Wimbledon is never without controversies, and this time, they have already crept in with just halfway through the tournament. Here are the top five controversies that have rocked the tournament so far.

By: Express Web Desk | Published:July 11, 2017 7:10 pm
Wimbledon 2017, Bernard Tomic, Brad Gilbert, Andy Roddick, Kei Nishikori Defenders of Bernard Tomic have said he has been attacked for being honest and that other players sometimes feel the same. (Source: File)

Wimbledon 2017 saw an exciting Manic Monday with thrilling matches that included the longest match of the tournament so far, amazing shots and major upsets. Wimbledon is never without controversies, and this time, they have already crept in with just halfway through the tournament.

Here are the top five controversies that have rocked the tournament so far:

Bernard Tomic’s comments

Australian Bernard Tomic earned the ire of his country as well as the tennis fraternity when he claimed that he has fallen out of love with the game and does not care anymore about how he performs after he made a first-round exit at Wimbledon on Tuesday as he was comprehensively beaten 6-4, 6-3, 6-4 by Mischa Zverev.

Poor grass quality

Andy Murray, Roger Federer have been among the tennis players to complain about the quality of grass at Wimbledon.
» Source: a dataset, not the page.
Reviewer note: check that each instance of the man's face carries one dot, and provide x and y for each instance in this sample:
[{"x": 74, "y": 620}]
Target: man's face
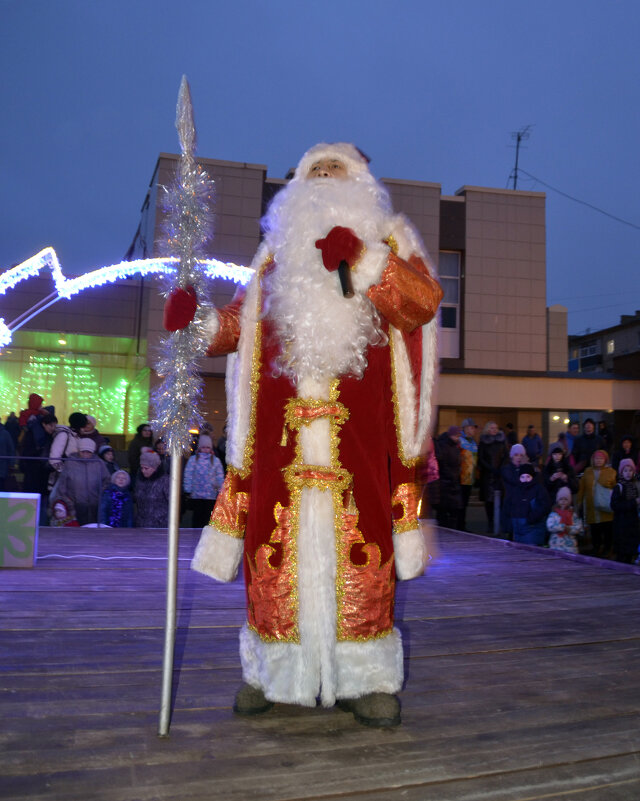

The unusually hot weather throughout the first week is mostly the reason behind the poor grass quality. Kristina Mladenovic has claimed players are at risk of injury while Murray said that the courts were not as good as the previous years.

Wimbledon officials accused of sexism

Wimbledon officials came under fire on Monday when they gave preference to men’s matches on biggest courts during Manic Monday as only Venus Williams and Johanna Konta played on Centre Court. “I wouldn’t say it’s favouritism. I’d just say it’s taking the marquee matches. In the end it’s not about male/female, it’s about which matches you think are the ones the public and the broadcasters would like to see. It’s about who are the star players at the time,” said chief executive Richard Lewis.

Wimbledon organisers chose to showcase the “Big Four” men over women’s top players.